Personal information
- Nationality: New Zealand
- Born: 16 July 1994 (age 31) New Plymouth, New Zealand

Sport
- Country: New Zealand
- Sport: Rowing
- Event: Lightweight double sculls
- Club: Star Boating Club

Medal record
Women's rowing
Representing New Zealand
World Championships
| Gold medal – first place | 2019 Ottensheim | Lwt double sculls |
| Silver medal – second place | 2017 Sarasota | Lwt double sculls |
| Bronze medal – third place | 2022 Račice | Lwt single sculls |
World Championships (U23)
| Gold medal – first place | 2015 Plovdiv | Lwt double sculls |
| Silver medal – second place | 2016 Rotterdam | Lwt double sculls |

= Jackie Kiddle =

New Zealand rower (born 1994)

Jackie Kiddle (born 16 July 1994) is a rower from New Zealand. She participated in Woman's rowing sport and represented New Zealand in several International Championships(including U23).

==Life==
Kiddle received her education at Wellington Girls' College, and she took up rowing in 2008 in her final year. She represented New Zealand at the 2013 Australian Youth Olympic Festival. Kiddle's first appearance at a FISA event was at the 2014 World Rowing U23 Championships in Varese, Italy, where she came fourth in the lightweight single sculls. At the 2015 World Rowing U23 Championships in Plovdiv, Bulgaria, she won gold in the lightweight double sculls with Zoe McBride, setting a new world best time.
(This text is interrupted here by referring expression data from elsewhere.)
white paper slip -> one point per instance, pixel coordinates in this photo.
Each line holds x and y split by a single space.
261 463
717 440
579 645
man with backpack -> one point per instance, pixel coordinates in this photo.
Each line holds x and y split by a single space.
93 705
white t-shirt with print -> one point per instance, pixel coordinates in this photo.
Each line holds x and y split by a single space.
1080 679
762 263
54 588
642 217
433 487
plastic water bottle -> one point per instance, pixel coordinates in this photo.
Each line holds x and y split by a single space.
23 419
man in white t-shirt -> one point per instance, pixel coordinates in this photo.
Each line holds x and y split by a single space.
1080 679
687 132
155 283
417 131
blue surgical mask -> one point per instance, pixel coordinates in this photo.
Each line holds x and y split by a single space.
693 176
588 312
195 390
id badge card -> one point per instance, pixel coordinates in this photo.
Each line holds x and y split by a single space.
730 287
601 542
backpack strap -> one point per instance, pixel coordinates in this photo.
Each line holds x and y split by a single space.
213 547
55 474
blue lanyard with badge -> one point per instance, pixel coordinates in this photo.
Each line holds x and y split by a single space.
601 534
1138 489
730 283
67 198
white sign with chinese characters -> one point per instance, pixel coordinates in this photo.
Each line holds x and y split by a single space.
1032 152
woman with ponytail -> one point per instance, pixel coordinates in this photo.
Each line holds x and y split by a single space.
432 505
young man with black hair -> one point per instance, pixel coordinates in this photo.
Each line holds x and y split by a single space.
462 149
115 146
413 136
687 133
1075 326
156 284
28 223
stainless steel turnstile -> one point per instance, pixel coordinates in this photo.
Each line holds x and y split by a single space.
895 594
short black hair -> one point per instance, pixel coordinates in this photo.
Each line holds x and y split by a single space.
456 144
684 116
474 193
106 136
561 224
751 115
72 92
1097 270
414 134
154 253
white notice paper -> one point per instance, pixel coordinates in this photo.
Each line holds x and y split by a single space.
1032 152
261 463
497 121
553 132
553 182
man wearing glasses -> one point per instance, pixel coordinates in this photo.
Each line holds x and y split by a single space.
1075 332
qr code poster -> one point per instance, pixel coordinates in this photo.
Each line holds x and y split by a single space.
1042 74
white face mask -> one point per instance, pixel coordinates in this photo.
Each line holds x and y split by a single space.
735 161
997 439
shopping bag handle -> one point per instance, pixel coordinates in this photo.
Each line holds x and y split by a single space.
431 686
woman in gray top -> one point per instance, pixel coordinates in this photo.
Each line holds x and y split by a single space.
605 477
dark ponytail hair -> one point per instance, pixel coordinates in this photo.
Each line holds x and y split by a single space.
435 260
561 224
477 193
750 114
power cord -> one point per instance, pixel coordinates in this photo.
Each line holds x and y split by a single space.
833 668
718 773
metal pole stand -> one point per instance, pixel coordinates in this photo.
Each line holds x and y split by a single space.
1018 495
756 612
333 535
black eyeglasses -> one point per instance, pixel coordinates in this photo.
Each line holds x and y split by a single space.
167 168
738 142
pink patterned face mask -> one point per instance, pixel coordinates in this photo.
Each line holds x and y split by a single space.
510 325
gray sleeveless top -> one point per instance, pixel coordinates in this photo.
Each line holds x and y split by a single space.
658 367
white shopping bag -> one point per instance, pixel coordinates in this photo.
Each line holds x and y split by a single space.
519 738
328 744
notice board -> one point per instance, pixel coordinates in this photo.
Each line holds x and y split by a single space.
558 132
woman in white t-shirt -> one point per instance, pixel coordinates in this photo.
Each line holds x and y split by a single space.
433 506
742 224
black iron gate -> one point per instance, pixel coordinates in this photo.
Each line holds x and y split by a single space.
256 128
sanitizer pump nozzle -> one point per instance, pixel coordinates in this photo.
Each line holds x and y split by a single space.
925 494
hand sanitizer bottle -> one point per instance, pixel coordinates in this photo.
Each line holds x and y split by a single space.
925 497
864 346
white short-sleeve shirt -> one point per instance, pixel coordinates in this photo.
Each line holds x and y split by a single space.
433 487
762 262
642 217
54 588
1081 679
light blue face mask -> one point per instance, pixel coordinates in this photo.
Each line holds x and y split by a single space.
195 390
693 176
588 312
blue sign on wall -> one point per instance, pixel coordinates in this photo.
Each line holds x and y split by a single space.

At the 2016 World Rowing U23 Championships at the Willem-Alexander Baan in Rotterdam, Netherlands, she won a silver medal lightweight double sculls with Lucy Jonas. At the 2017 World Rowing Championships in Sarasota, Florida, she won a silver medal in the lightweight double sculls partnered with Zoe McBride. At the 2018 World Rowing Championships in Plovdiv, Bulgaria, McBride and Kiddle came sixth in the lightweight double sculls.

Kiddle completed an MSc in animal behaviour at the University of Waikato in 2021.